The parish is part of local task forces, supporting advocacy, action and awareness efforts. They’ve brought in speakers to discuss how to identify red flags and the impact of personal economic choices on trafficking in the global supply chain. Some people in the parish are working with state and federal elected leaders to fill the gaps in the law, and others are training to work with trafficked victims at the local sexual-assault crisis center.
“You can do a lot, is what I would say to many parishes,” Goraeib said. “Even Protestant churches have contacted us about how to get this going.”

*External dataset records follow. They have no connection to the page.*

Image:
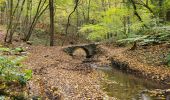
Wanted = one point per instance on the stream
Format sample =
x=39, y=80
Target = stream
x=124, y=86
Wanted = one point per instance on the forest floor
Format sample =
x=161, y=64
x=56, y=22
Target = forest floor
x=57, y=75
x=148, y=62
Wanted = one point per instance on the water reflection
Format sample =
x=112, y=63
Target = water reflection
x=127, y=87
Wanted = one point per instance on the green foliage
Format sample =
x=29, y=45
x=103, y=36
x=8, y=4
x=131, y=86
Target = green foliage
x=94, y=32
x=10, y=70
x=168, y=60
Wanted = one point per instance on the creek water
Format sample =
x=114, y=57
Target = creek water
x=124, y=86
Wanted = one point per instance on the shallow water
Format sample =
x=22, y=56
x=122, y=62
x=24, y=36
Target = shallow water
x=127, y=87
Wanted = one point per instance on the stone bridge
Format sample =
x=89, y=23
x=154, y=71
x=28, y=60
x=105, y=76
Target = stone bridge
x=90, y=49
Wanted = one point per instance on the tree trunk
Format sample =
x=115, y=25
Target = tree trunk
x=51, y=8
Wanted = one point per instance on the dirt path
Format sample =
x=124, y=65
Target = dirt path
x=138, y=66
x=54, y=69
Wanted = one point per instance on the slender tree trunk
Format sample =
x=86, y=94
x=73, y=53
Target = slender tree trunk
x=51, y=8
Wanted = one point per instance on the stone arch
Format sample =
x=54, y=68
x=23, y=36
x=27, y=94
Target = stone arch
x=85, y=49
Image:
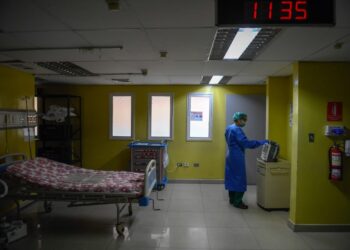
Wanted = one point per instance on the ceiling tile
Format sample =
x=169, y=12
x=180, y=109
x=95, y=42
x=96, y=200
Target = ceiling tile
x=22, y=15
x=136, y=45
x=263, y=68
x=224, y=67
x=249, y=80
x=179, y=13
x=294, y=44
x=183, y=44
x=185, y=79
x=90, y=14
x=52, y=39
x=9, y=41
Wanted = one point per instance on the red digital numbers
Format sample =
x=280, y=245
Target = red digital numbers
x=281, y=9
x=300, y=8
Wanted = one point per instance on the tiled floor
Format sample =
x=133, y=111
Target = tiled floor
x=192, y=216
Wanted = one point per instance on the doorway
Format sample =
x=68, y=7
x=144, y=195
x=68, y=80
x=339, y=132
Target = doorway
x=255, y=107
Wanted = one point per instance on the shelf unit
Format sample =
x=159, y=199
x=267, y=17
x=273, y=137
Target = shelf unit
x=60, y=139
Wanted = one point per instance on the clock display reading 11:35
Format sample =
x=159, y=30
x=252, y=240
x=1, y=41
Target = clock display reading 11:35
x=274, y=12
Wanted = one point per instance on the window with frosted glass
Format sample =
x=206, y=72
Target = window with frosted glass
x=35, y=104
x=121, y=113
x=199, y=116
x=160, y=119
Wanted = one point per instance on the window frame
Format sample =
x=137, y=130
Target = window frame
x=171, y=95
x=132, y=136
x=188, y=122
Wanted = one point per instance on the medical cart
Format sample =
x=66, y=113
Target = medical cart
x=144, y=151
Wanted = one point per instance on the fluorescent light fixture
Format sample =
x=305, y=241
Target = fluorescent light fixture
x=215, y=79
x=241, y=42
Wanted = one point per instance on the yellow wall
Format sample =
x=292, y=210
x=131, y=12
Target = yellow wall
x=278, y=94
x=14, y=85
x=100, y=152
x=315, y=199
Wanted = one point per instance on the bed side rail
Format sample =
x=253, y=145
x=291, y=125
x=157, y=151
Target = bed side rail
x=150, y=178
x=8, y=159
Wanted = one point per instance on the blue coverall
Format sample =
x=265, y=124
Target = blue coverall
x=235, y=172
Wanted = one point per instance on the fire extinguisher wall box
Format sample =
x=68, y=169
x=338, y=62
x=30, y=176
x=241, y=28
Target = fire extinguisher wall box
x=335, y=163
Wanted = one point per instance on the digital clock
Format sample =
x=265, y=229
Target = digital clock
x=274, y=12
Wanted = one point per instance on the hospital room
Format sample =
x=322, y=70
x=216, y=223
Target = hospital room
x=175, y=125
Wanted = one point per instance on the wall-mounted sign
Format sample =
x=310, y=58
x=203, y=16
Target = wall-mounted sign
x=274, y=12
x=335, y=111
x=196, y=116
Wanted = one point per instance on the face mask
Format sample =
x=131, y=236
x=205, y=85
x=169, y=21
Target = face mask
x=242, y=123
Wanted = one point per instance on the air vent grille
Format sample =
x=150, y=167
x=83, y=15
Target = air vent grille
x=66, y=68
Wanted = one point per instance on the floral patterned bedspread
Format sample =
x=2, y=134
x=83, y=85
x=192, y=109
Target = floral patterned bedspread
x=63, y=177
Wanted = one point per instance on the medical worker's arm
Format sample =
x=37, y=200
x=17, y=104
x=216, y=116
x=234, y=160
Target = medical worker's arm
x=244, y=142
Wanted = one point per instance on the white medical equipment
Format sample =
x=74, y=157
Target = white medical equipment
x=270, y=151
x=58, y=113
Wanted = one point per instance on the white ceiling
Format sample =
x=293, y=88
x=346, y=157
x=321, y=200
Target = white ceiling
x=185, y=29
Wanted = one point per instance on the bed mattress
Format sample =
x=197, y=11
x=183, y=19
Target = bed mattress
x=60, y=176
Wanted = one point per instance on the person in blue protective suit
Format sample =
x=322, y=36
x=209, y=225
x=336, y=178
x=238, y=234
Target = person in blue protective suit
x=235, y=172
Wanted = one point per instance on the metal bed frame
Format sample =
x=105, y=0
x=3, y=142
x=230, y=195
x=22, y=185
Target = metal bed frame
x=27, y=191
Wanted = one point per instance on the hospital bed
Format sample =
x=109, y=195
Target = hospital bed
x=45, y=180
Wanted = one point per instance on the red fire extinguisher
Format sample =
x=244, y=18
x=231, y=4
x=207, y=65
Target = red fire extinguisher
x=335, y=163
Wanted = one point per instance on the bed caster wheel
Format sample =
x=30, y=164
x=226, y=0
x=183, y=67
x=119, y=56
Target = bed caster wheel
x=47, y=207
x=120, y=229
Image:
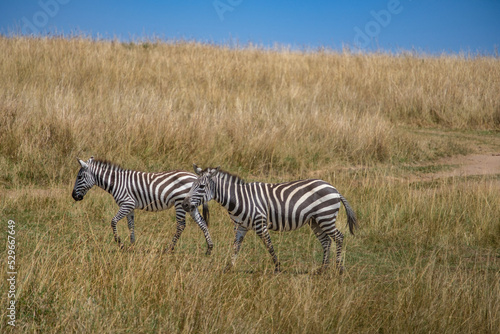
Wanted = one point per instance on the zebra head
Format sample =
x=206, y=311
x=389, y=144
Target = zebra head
x=202, y=190
x=84, y=180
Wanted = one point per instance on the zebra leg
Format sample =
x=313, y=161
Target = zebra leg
x=122, y=212
x=263, y=233
x=239, y=235
x=203, y=225
x=180, y=216
x=326, y=243
x=339, y=238
x=130, y=221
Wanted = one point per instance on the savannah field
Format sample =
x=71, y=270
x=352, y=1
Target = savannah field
x=385, y=129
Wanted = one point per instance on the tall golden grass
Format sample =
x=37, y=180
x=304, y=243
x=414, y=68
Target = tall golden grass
x=160, y=105
x=425, y=259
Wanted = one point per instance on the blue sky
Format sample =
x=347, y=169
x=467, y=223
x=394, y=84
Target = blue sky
x=430, y=26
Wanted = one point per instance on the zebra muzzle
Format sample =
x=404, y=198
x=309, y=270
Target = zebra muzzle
x=76, y=197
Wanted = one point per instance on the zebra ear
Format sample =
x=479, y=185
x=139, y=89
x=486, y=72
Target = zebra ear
x=197, y=169
x=214, y=171
x=82, y=163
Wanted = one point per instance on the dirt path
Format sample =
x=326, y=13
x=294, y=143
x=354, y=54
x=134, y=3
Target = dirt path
x=474, y=164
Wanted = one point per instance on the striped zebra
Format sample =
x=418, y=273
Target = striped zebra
x=139, y=190
x=277, y=207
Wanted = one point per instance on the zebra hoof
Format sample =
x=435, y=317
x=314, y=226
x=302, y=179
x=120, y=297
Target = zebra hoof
x=340, y=269
x=319, y=271
x=227, y=268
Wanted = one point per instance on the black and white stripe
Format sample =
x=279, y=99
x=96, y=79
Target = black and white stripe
x=278, y=207
x=139, y=190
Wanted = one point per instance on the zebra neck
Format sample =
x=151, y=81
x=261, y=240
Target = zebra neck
x=105, y=177
x=229, y=194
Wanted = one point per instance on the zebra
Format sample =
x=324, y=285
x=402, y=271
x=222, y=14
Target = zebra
x=273, y=206
x=140, y=190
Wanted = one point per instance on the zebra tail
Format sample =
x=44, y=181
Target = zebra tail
x=351, y=216
x=206, y=213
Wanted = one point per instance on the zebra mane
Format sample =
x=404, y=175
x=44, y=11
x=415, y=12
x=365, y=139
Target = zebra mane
x=107, y=163
x=236, y=178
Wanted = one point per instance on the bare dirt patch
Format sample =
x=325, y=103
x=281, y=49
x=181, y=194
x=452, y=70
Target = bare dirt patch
x=468, y=165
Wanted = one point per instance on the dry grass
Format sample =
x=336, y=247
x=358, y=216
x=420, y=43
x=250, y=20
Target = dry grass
x=159, y=106
x=426, y=258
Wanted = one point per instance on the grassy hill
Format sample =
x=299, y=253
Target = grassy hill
x=425, y=259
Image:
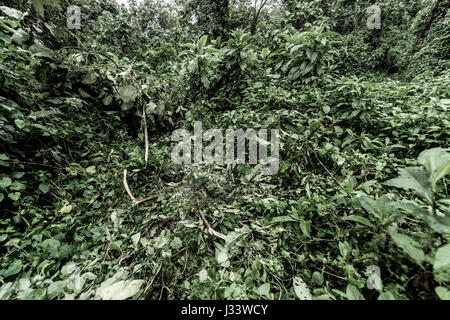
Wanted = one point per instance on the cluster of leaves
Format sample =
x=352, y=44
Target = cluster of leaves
x=364, y=160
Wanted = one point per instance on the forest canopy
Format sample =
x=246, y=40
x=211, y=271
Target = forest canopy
x=354, y=94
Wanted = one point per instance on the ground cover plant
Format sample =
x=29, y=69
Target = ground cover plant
x=92, y=205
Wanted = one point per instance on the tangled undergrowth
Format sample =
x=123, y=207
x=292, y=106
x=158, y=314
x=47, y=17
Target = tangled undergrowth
x=364, y=158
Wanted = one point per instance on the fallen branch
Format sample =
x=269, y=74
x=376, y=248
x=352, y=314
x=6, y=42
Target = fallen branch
x=135, y=201
x=145, y=136
x=211, y=230
x=328, y=171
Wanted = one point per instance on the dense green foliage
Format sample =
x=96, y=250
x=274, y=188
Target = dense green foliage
x=364, y=162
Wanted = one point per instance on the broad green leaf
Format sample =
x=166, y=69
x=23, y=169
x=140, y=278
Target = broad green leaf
x=39, y=7
x=442, y=258
x=410, y=246
x=443, y=293
x=433, y=159
x=13, y=269
x=5, y=182
x=20, y=36
x=301, y=290
x=202, y=42
x=11, y=12
x=44, y=188
x=353, y=293
x=128, y=93
x=90, y=170
x=264, y=290
x=360, y=220
x=440, y=172
x=413, y=178
x=120, y=290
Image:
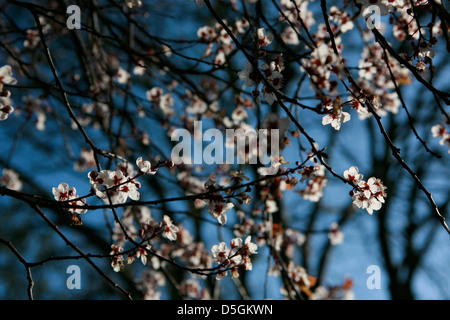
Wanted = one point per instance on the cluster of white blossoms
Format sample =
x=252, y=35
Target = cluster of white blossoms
x=6, y=77
x=65, y=193
x=235, y=257
x=336, y=116
x=165, y=101
x=368, y=194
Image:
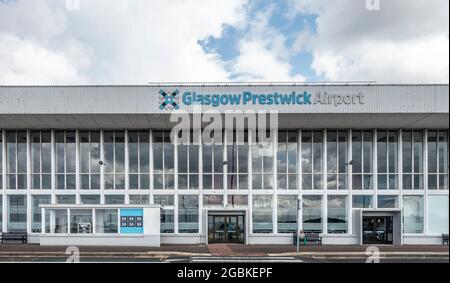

He said they did their homework on the reality of trafficking in their region, including going through police reports, and prepared the parish to really get involved through sustained education.
But they have also discovered that the efforts have helped make Catholics in the parish more serious about living their faith and have also attracted non-Catholics to join the parish and discover the Catholic faith.
“Our mandate truly comes from Catholic social teaching, the Scriptures and being disciples of Christ,” Goraieb said, explaining that it permeates their anti-human-trafficking efforts. “So that we’re not just acting against this injustice, but that we have all the more reason for doing this — the dignity of the human person.”
Peter Jesserer Smith is a Register staff writer.